Sem o único sócio majoritário, a administração do “Nelson Wilians Advogado” ficará sob responsabilidade de um comitê operacional.
Segundo fontes próximas, Willians decidiu deixar o escritório com o objetivo de se dedicar à própria defesa e à família. A decisão foi tomada após a Polícia Federal cumprir mandado de busca e apreensão na casa do advogado, em São Paulo.
A investigação mira um grupo empresarial suspeito de utilizar estruturas societárias e financeiras no exterior para ocultar a origem e o destino de recursos provenientes da exploração de jogos de azar e apostas esportivas.
Segundo a PF, são investigados, entre outros delitos, lavagem de dinheiro, evasão de divisas e crimes contra o Sistema Financeiro Nacional.

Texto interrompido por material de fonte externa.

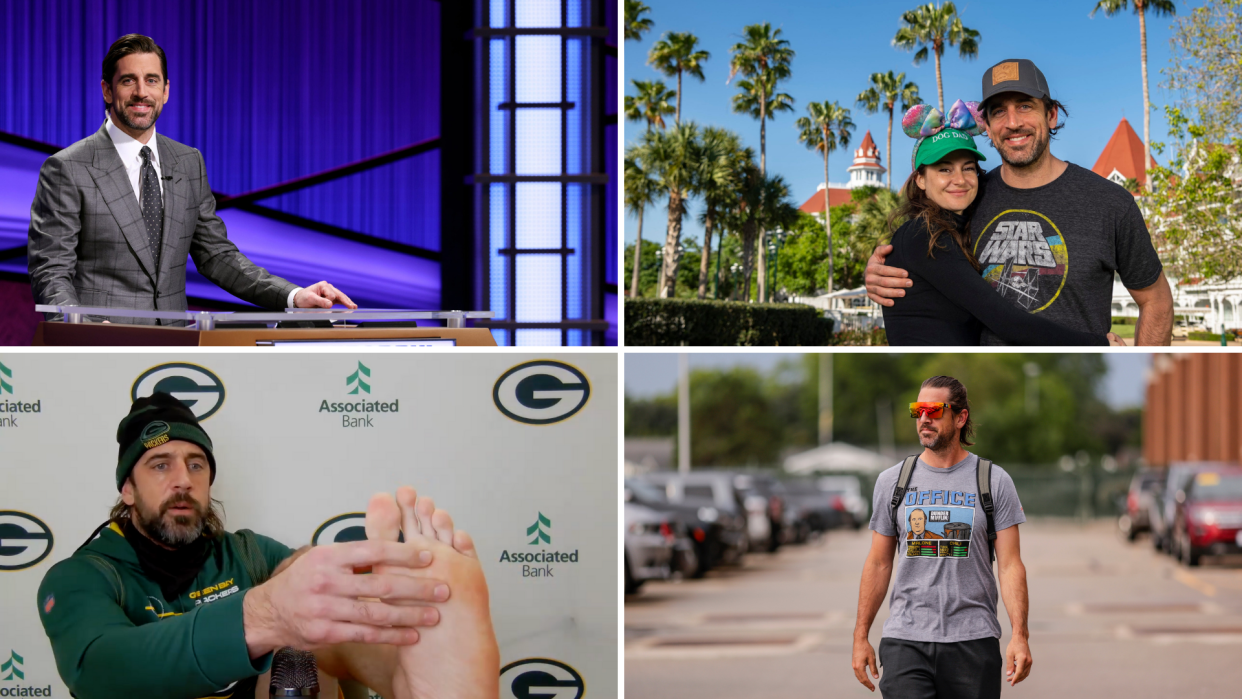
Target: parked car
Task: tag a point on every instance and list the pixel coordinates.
(855, 510)
(1164, 508)
(703, 544)
(1145, 489)
(1209, 515)
(714, 498)
(648, 546)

O principal alvo da operação é a empresa PixBet. Nelson Wilians consta como advogado da empresa em uma ação na Justiça Federal da Paraíba.
A defesa afirmou que a relação do escritório com a companhia é “estritamente profissional” e decorre da prestação de serviços advocatícios. Também repudiou tentativas de associar a atuação de seus advogados às condutas atribuídas a clientes.
Ao todo, a Operação Arena cumpriu 17 mandados de busca e apreensão, além de medidas de quebra de sigilo telemático e bancário e de sequestro de até R$ 1,1 bilhão em bens. As diligências ocorreram na Paraíba, em São Paulo, Sergipe, Rio de Janeiro e Paraná.
Esta foi a segunda operação a atingir Wilians em cerca de um mês. Em julho, o advogado e seu escritório foram alvos da Operação Distrato, que investiga um suposto esquema de venda fraudulenta de créditos de ICMS.
Segundo a Secretaria da Fazenda de São Paulo, as apurações levaram à constituição de mais de R$ 3,8 bilhões em créditos tributários contra 752 empresas.